The Symposium on the Book presents a talk by Julie Park titled "Making Paper Windows to the Past: Eighteenth-Century Extra-Illustration and the Art of Writing" taken from her third book project, Writing's Maker.
Julie Park is a material and visual culture scholar of seventeenth- and eighteenth-century England who works at the intersections of literary studies, information studies and textual materiality. Her research examines the unexpected ways in which human subjects are inseparable from the material things, environments and devices of everyday life in historical contexts. She writes about such artifacts, tools and spaces as automata, quill pens, notebooks, grottoes and follies, exploring their abilities to shape, channel and model the innermost experiences of the embodied self in everyday life.

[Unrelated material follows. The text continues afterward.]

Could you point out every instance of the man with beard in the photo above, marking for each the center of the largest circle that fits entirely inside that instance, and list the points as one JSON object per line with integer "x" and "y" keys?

She received her BA from Bryn Mawr College, MA and PhD from Princeton University, and MLIS from the University of California, Los Angeles. She is the author of The Self and It: Novel Objects in Eighteenth-Century England (Stanford University Press, 2010), and editor of several journal special issues: The Drift of Fiction (2011) for The Eighteenth Century: Theory and Interpretation, as well as Interiors (2008) and War (2006) for Eighteenth-Century Fiction. Her current project is My Dark Room, which examines the spaces of inner life in eighteenth-century England, from writing closets, grottoes and ornamented cottages to women’s detachable pockets.
This lecture will be preceded by an archival research roundtable on 17th and 18th century studies: Monday, March 2, 2020 @ 2:00pm.
This event is free and open to the public. It has been sponsored by the Department of English, the Willson Center for Humanities and Arts, and the University of Georgia Libraries.